UNITED STATES
Haaretz
By The Forward and Josh Nathan-Kazis | Oct. 20, 2014
The leading Modern Orthodox rabbinical association says that it knew in 2012 that Rabbi Barry Freundel acted inappropriately in his role overseeing conversions, but that it chose not to bar him from working with converts and did not inform his synagogue.
Freundel pled not guilty on October 15 to charges that he secretly recorded six women showering at the mikveh at his synagogue.
The Rabbinical Council of America said in an October 20 press release that it discovered in 2012 that Freundel had coerced conversion candidates to do clerical work at his home and make financial donations to his rabbinic court. He was also found to share a checking account with a conversion candidate.

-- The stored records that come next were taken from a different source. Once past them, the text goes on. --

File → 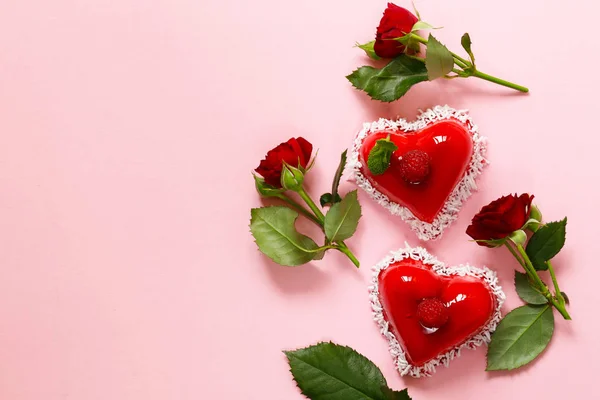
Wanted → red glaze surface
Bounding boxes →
[378,259,496,367]
[359,120,473,223]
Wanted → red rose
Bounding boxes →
[374,3,419,58]
[255,137,313,188]
[466,194,534,246]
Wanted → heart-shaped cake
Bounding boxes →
[369,246,504,377]
[348,105,486,240]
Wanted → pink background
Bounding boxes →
[0,0,597,398]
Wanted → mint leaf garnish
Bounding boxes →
[425,34,455,80]
[324,190,361,242]
[526,218,567,271]
[487,304,554,371]
[367,138,398,175]
[356,41,381,60]
[515,271,547,305]
[285,342,411,400]
[346,55,428,102]
[250,207,320,266]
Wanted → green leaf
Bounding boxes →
[346,55,429,102]
[460,32,475,65]
[411,21,441,32]
[285,342,410,400]
[253,174,284,198]
[331,150,347,203]
[367,138,398,175]
[319,193,341,207]
[526,218,567,271]
[381,387,411,400]
[514,271,547,305]
[486,304,554,371]
[324,190,361,242]
[396,34,421,53]
[356,41,381,60]
[250,207,320,266]
[425,34,455,80]
[472,238,506,248]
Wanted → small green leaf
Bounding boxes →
[460,32,475,65]
[356,41,381,60]
[367,138,398,175]
[486,304,554,371]
[319,193,342,207]
[526,218,567,271]
[285,342,407,400]
[250,207,320,266]
[320,193,332,207]
[515,271,547,305]
[425,34,455,80]
[382,387,412,400]
[253,175,284,198]
[346,55,429,102]
[411,21,441,32]
[331,150,347,203]
[324,190,362,242]
[473,238,506,248]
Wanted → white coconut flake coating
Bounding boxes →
[368,245,505,378]
[347,105,487,241]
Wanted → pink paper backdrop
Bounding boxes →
[0,0,597,398]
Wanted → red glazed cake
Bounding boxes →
[369,246,504,377]
[348,106,486,240]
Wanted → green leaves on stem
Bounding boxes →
[251,150,361,267]
[515,271,547,305]
[285,342,411,400]
[367,136,398,175]
[348,18,529,102]
[460,33,475,67]
[526,218,567,271]
[346,55,429,103]
[320,150,347,207]
[485,211,571,371]
[324,190,361,242]
[425,35,454,80]
[487,305,554,371]
[250,207,322,266]
[356,41,381,60]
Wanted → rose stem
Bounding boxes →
[547,260,566,305]
[278,194,322,225]
[297,188,360,268]
[505,242,549,294]
[515,244,571,320]
[408,33,529,92]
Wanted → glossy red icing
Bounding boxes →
[359,120,473,223]
[378,258,496,367]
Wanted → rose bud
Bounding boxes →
[374,3,419,58]
[466,194,534,247]
[254,137,313,188]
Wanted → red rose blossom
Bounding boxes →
[466,194,534,246]
[255,137,313,188]
[374,3,419,58]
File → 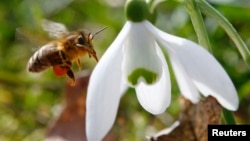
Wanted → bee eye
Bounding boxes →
[77,36,85,45]
[88,33,93,40]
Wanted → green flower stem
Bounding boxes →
[222,109,236,124]
[185,0,212,52]
[197,0,250,66]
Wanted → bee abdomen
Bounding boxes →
[27,44,57,72]
[27,51,51,72]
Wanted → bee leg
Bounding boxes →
[76,59,82,70]
[66,69,75,86]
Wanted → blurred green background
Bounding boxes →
[0,0,249,140]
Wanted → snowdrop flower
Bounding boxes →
[86,0,239,140]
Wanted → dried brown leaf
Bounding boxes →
[45,71,116,141]
[150,96,222,141]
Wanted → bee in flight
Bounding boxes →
[27,19,107,85]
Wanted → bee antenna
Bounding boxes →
[91,26,108,40]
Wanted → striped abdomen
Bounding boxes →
[27,43,64,72]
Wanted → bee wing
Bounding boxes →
[16,27,50,54]
[42,19,69,39]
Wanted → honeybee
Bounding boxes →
[27,20,107,85]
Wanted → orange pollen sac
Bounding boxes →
[53,66,67,76]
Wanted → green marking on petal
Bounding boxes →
[128,68,158,86]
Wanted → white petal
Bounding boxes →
[122,22,162,86]
[135,45,171,114]
[145,21,239,111]
[167,48,200,103]
[150,121,180,140]
[174,41,239,111]
[86,22,130,141]
[144,21,200,103]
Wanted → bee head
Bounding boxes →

Freundel at the time was the rabbi of Kesher Israel, a leading Washington, D.C. synagogue, and the head of the Washington, D.C. rabbinical court that oversaw conversions.
“[Freundel] made assurances that these behaviors would discontinue,” the RCA said in its statement. “A committee of rabbis and lay leaders determined that while Rabbi Freundel’s actions were inappropriate (and were a violation of his position) they did not rise to a level that required him to be suspended from the RCA or to be removed from his work with converts, as long as they did not continue.”